Warnings: this code doesn't take into account my other suggestions and was written ad-hoc in the text editor here so it has not been compiled or tested; the idea is all I'm trying to demonstrate. There are several better ways to make use of generics or the delegate choice in general and you would probably also want to provide the context data in your completion event.

You should probably provide a little more information in your completion event so that the attached code can see what completed (consider one event handler can be used for many threads and even many pools). Use an object that inherits from EventArgs to contain your task (and the parameters if you take that bit of advice).

---

In regard to Darragh's answer and your comments there: if you would like to leverage the ThreadPool but need to know when work is complete you can use Task Parallel Library which now ships with 4.0 to use Task objects which by default are scheduled using the ThreadPool. Alternatively, if your tasks will be very long running and you still want to run on your own threads or specify your own concurrency regulations you can implement a Task Scheduler and continue to leverage the existing patterns/classes. This will promote usability and maintenance and if at some point you wanted to use a different scheduling mechanism it would require minimal change. It should be noted (as can be see in the documentation above) that there is already support for long running tasks not using the ThreadPool even in the default scheduler.

The following free "books" have a lot of good information, both on the new parallelism extensions to the framework (TPL, PLINQ, Parallel.For, etc.) as well as information on synchronization primitives and the raw patterns used to manage multi-threaded workloads:

Patterns for Parallel Programming: Understanding and Applying Parallel Patterns with the .NET Framework 4

Parallel Programming with Microsoft .NET

Threading in C#

Most of these contain very similar information, but each has their own style as well as different juicy nuggets of wisdom.

Answer 2

I know you have already marked one of the answers as the answer, and rightly so, it is very complete and helpful.
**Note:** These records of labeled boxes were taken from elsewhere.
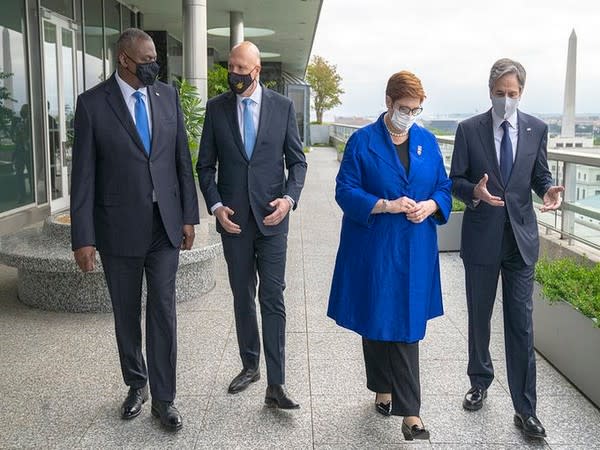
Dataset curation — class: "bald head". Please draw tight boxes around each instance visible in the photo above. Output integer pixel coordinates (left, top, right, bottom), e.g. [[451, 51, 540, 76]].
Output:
[[229, 41, 260, 66]]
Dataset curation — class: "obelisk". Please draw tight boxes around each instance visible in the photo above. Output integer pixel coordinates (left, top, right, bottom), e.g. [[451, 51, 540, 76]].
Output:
[[560, 30, 577, 137]]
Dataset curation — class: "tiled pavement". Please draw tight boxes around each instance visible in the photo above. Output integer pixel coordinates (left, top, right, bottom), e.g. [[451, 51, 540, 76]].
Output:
[[0, 148, 600, 449]]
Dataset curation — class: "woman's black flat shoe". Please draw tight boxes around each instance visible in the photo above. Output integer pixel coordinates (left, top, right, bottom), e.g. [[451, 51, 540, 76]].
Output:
[[402, 420, 429, 441], [375, 402, 392, 417]]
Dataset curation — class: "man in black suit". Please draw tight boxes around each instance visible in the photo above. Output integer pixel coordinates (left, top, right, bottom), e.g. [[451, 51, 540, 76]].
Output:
[[71, 28, 198, 430], [450, 59, 564, 438], [196, 42, 307, 409]]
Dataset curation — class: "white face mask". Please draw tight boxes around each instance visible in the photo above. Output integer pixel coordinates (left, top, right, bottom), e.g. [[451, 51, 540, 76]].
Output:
[[390, 108, 417, 132], [491, 95, 519, 120]]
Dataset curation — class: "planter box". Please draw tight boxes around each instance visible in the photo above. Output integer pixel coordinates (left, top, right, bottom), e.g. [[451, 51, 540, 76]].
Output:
[[437, 211, 465, 252], [310, 124, 329, 145], [533, 283, 600, 407]]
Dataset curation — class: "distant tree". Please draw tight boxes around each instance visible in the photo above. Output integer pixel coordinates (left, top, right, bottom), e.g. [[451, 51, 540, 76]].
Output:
[[306, 55, 344, 123], [207, 64, 229, 98]]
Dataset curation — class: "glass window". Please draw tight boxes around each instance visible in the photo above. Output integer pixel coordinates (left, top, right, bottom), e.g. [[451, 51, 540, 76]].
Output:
[[104, 0, 121, 77], [41, 0, 73, 19], [83, 0, 104, 89], [0, 0, 35, 213]]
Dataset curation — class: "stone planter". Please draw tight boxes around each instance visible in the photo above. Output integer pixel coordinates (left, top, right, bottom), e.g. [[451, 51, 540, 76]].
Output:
[[533, 283, 600, 407], [0, 214, 222, 312], [310, 124, 329, 145], [437, 211, 465, 252]]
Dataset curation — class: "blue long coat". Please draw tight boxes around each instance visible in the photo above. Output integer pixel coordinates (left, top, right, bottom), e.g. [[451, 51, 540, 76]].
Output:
[[327, 114, 452, 342]]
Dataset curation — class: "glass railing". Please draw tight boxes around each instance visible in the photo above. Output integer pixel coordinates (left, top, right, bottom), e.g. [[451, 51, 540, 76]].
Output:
[[329, 123, 600, 250]]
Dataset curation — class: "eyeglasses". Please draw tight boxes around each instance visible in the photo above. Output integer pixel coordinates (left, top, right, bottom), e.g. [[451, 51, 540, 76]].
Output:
[[398, 106, 423, 116]]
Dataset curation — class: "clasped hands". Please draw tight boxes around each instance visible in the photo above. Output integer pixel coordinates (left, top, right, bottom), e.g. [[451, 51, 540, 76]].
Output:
[[381, 197, 438, 223], [214, 198, 292, 234], [473, 173, 565, 212]]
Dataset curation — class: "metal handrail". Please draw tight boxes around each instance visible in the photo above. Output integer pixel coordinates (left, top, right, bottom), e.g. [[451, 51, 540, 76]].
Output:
[[329, 123, 600, 250]]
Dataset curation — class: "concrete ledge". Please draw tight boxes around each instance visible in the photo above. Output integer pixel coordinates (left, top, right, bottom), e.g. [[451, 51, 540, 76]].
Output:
[[0, 214, 222, 312]]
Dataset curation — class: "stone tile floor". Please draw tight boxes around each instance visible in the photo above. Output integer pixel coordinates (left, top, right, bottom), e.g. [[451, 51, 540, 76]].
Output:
[[0, 148, 600, 450]]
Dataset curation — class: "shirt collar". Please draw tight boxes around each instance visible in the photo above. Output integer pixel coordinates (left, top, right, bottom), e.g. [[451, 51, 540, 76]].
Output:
[[236, 82, 262, 105], [492, 108, 518, 130], [115, 70, 148, 101]]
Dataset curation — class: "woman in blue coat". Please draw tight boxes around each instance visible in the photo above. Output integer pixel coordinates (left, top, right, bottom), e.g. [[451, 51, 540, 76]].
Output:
[[327, 71, 452, 440]]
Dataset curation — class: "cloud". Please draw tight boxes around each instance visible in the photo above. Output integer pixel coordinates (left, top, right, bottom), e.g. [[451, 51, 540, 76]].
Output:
[[313, 0, 600, 115]]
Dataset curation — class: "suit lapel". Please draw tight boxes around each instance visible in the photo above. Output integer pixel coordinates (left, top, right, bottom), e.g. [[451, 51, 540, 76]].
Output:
[[509, 111, 536, 187], [106, 74, 147, 156], [148, 85, 161, 157], [223, 91, 248, 159], [369, 114, 408, 183], [479, 110, 502, 184], [252, 86, 273, 155]]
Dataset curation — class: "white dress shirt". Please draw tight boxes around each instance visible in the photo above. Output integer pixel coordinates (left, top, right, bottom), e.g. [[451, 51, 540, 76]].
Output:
[[210, 83, 295, 214], [492, 109, 519, 166], [235, 83, 262, 144], [115, 70, 152, 138], [115, 70, 157, 203]]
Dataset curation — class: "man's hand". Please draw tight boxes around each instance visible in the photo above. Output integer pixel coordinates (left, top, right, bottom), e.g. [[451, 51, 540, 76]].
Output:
[[214, 206, 242, 234], [181, 225, 196, 250], [406, 200, 438, 223], [540, 186, 565, 212], [73, 245, 96, 272], [385, 197, 417, 214], [263, 198, 292, 227], [473, 173, 504, 206]]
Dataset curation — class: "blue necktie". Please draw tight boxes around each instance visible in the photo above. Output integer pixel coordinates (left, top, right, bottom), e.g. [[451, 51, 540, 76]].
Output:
[[500, 120, 513, 186], [133, 91, 150, 155], [242, 98, 256, 159]]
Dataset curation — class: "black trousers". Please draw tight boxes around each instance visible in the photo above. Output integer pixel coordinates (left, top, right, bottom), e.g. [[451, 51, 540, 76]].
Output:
[[363, 338, 421, 417], [100, 206, 179, 401], [464, 222, 536, 416], [221, 216, 287, 384]]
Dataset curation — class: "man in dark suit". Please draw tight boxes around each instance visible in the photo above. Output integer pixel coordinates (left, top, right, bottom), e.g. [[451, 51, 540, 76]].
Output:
[[71, 28, 198, 430], [450, 59, 564, 438], [196, 42, 306, 409]]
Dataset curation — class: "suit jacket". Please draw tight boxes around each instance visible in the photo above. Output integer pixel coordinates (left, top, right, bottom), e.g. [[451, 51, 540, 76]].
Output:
[[71, 74, 199, 256], [196, 87, 307, 236], [450, 109, 552, 265]]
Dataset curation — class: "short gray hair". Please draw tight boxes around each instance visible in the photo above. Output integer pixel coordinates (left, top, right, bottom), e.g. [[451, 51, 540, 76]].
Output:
[[488, 58, 527, 91], [117, 28, 152, 53]]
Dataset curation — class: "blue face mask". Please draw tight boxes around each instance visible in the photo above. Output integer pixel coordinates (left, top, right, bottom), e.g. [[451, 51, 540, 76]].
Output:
[[491, 95, 519, 120]]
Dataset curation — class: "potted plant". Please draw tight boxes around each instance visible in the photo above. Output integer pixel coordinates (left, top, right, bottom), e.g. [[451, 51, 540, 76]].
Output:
[[437, 197, 465, 252], [533, 258, 600, 406]]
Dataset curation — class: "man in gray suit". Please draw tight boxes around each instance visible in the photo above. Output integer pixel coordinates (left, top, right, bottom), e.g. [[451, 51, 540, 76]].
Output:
[[196, 42, 307, 409], [450, 59, 564, 438], [71, 28, 198, 430]]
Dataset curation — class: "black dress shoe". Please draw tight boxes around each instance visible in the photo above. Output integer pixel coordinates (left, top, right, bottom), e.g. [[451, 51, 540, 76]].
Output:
[[265, 384, 300, 409], [152, 400, 183, 431], [375, 401, 392, 417], [228, 369, 260, 394], [402, 420, 429, 441], [514, 413, 546, 439], [463, 386, 487, 411], [121, 385, 148, 420]]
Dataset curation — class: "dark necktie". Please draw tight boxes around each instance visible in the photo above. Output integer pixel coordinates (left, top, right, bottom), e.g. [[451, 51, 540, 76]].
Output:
[[133, 91, 150, 155], [500, 120, 513, 186]]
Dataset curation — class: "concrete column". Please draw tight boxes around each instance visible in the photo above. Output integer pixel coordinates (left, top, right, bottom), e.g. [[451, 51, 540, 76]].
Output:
[[229, 11, 244, 48], [183, 0, 208, 105]]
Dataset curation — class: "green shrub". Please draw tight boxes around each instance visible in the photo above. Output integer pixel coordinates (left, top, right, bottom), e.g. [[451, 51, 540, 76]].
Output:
[[535, 258, 600, 327]]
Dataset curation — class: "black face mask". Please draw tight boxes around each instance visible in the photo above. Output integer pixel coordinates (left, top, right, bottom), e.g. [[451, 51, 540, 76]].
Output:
[[125, 53, 160, 86], [227, 69, 254, 94]]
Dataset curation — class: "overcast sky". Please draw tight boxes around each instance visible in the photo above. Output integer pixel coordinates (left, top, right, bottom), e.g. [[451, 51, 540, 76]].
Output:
[[313, 0, 600, 120]]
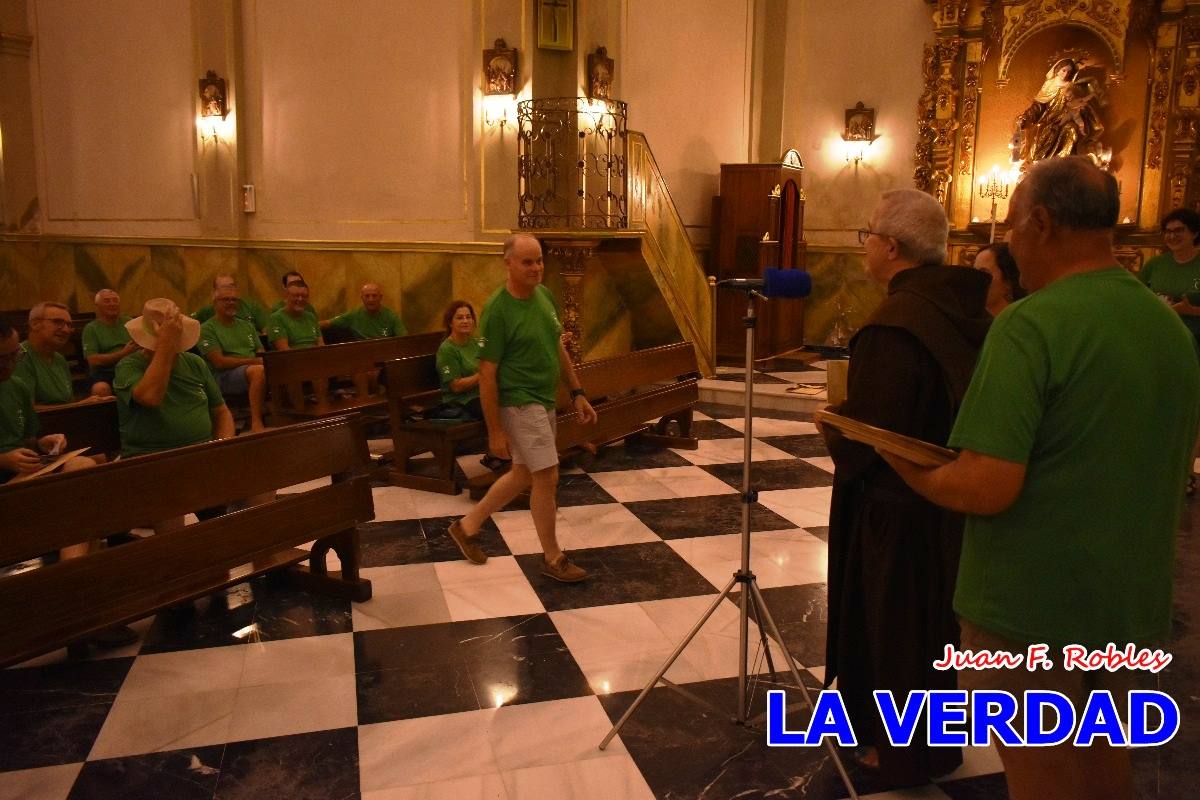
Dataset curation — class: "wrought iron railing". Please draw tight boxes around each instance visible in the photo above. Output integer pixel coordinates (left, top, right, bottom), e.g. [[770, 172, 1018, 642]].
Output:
[[517, 97, 629, 230]]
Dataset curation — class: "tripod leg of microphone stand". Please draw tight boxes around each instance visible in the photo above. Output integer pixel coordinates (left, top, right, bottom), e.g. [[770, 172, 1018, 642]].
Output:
[[748, 582, 858, 800], [600, 576, 738, 750]]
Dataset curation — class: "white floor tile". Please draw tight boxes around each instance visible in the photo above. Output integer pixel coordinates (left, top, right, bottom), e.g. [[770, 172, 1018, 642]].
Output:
[[359, 709, 499, 794], [0, 763, 83, 800], [434, 555, 546, 622], [492, 503, 660, 555], [592, 467, 737, 503]]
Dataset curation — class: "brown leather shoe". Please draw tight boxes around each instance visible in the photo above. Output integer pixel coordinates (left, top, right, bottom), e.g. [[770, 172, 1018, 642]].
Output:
[[446, 519, 487, 564], [541, 553, 588, 583]]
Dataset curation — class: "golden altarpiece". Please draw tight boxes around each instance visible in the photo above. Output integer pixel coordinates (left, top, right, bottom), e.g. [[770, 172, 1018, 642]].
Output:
[[913, 0, 1200, 270]]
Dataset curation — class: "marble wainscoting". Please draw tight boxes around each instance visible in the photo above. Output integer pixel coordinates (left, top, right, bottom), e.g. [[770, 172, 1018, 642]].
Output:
[[804, 246, 884, 345]]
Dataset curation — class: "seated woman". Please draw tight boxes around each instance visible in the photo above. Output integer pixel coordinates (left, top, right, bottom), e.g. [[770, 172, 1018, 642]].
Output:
[[437, 300, 484, 420], [974, 242, 1028, 317]]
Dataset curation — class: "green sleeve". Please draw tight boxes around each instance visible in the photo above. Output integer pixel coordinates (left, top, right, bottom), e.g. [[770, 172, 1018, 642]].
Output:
[[438, 339, 467, 392], [949, 303, 1050, 464], [83, 321, 101, 359], [479, 297, 505, 363]]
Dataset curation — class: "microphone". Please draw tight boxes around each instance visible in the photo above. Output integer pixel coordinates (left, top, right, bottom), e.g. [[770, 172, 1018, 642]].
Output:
[[716, 266, 812, 297]]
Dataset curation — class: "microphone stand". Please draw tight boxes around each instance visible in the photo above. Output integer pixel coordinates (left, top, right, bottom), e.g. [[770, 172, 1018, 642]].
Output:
[[600, 287, 858, 800]]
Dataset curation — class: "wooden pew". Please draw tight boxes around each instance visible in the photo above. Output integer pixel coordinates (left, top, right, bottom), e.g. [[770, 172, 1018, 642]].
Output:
[[0, 415, 374, 667], [384, 342, 700, 494], [37, 397, 121, 459], [263, 332, 445, 420]]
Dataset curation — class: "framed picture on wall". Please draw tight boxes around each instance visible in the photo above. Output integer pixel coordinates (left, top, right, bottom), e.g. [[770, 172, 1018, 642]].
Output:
[[538, 0, 575, 50]]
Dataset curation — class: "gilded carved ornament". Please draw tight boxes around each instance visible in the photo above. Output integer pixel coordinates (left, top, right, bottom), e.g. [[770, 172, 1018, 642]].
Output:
[[996, 0, 1132, 86]]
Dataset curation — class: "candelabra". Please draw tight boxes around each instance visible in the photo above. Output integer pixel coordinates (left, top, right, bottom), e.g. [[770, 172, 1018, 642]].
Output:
[[979, 167, 1008, 243]]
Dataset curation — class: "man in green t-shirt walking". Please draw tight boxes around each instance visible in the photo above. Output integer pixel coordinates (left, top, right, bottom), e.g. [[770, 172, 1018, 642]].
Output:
[[320, 283, 408, 339], [83, 289, 138, 396], [449, 234, 596, 583], [884, 156, 1200, 800], [197, 285, 266, 433]]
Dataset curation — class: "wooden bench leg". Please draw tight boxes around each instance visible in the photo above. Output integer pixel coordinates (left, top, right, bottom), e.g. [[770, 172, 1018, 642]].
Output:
[[289, 528, 371, 603]]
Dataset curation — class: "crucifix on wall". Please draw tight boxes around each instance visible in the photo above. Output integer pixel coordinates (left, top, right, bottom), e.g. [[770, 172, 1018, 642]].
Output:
[[538, 0, 575, 50]]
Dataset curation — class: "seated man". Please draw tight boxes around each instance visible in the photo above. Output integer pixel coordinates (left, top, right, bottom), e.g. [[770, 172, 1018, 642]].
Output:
[[198, 284, 266, 433], [192, 272, 271, 332], [320, 283, 408, 339], [83, 289, 138, 396], [0, 320, 138, 652], [113, 297, 234, 457], [266, 281, 325, 350], [271, 270, 317, 314], [16, 301, 106, 408]]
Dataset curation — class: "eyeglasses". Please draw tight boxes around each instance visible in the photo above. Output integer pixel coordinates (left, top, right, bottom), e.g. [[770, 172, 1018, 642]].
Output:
[[857, 228, 895, 245]]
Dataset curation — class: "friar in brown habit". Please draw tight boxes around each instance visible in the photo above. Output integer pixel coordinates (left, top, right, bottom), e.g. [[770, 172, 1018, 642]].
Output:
[[822, 190, 991, 786]]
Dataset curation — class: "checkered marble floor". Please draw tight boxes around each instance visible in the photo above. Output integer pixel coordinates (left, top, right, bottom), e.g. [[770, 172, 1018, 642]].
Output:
[[0, 405, 1004, 800]]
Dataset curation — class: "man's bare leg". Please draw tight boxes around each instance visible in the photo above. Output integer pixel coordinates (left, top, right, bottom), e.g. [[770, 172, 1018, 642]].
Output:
[[458, 464, 532, 537], [246, 363, 266, 433], [529, 464, 563, 564]]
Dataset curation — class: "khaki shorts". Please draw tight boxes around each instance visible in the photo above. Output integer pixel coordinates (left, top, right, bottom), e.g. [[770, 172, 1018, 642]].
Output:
[[959, 616, 1132, 730], [500, 403, 558, 473]]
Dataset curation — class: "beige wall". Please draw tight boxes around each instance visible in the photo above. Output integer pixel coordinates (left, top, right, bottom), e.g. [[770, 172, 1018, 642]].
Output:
[[782, 0, 934, 246]]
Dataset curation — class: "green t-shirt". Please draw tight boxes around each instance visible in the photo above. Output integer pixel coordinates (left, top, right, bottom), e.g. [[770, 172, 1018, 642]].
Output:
[[192, 297, 271, 331], [113, 350, 224, 456], [438, 336, 479, 405], [329, 306, 408, 339], [266, 311, 320, 349], [1138, 253, 1200, 341], [13, 342, 74, 405], [949, 267, 1200, 648], [479, 285, 563, 409], [0, 378, 37, 453], [83, 317, 130, 359], [196, 317, 263, 359]]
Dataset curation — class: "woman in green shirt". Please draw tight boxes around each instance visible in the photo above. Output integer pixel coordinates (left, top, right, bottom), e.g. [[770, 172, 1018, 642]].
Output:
[[437, 300, 484, 420]]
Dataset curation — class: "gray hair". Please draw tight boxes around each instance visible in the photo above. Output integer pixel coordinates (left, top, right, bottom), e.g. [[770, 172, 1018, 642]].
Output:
[[1022, 156, 1121, 230], [29, 300, 71, 323], [504, 234, 541, 260], [875, 188, 950, 264]]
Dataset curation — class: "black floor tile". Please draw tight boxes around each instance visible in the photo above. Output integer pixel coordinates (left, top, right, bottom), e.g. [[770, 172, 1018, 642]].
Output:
[[67, 745, 224, 800], [215, 728, 359, 800], [624, 494, 796, 539], [733, 583, 829, 667], [354, 614, 592, 724], [577, 441, 691, 473], [516, 542, 715, 610], [488, 474, 616, 510], [755, 433, 829, 458], [359, 517, 511, 566], [701, 458, 833, 492], [600, 679, 864, 800]]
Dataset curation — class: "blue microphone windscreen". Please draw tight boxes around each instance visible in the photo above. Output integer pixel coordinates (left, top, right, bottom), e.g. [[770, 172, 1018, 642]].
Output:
[[762, 266, 812, 297]]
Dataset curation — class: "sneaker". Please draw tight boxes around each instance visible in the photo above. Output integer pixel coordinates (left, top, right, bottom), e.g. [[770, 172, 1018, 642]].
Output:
[[541, 553, 588, 583], [446, 519, 487, 564]]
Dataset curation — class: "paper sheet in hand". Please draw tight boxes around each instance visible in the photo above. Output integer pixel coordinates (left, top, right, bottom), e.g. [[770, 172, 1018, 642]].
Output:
[[814, 411, 958, 467], [8, 447, 88, 483]]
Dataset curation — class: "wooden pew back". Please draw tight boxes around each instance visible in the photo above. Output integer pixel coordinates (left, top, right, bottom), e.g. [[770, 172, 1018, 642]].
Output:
[[0, 416, 374, 666]]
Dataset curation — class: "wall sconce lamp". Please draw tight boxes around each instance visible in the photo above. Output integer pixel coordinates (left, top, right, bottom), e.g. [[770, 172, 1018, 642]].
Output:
[[482, 38, 517, 130], [196, 70, 229, 144], [841, 101, 880, 170]]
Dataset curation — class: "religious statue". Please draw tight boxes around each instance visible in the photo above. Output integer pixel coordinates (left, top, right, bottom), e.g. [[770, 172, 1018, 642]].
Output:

I am adding this answer as well as no one mentioned this and it is part of your first question: 1. Do those locks make sense? Should there be other locks as well?

In regards to the second half of that, Should there be other locks as well. Yes. You are using a HashSet to keep track of working threads. You are adding to, removing from, and getting the count of this set without any locking. That is a disaster waiting to happen. You need to mutex around your reads and writes to the HashSet. As has already been mentioned, if you can use .Net 4.0 then there is a ConcurrentBag collection that you can use. Otherwise you need to add another lock object and lock around access to your HashSet.

Answer 3

We use Smart Thread Pool. It is simple and tested. You should be able to implement your requirements with less effort and more confidence by building on it rather than implementing your own.

Answer 4

In ThreadCompleted looks like you're raising OnCompleted twice - once in this method itself and another one in CheckQueue method

Answer 5

I noticed that ThreadStart is not such a good delegate even if you just want to pass a simple method, in that case the Action delegate is to be preferred because the framework can implicitly convert lambda expressions to it, which makes it more convenient to create a simple task. So one task constructor/add-task-method which takes an action as parameter would always be good.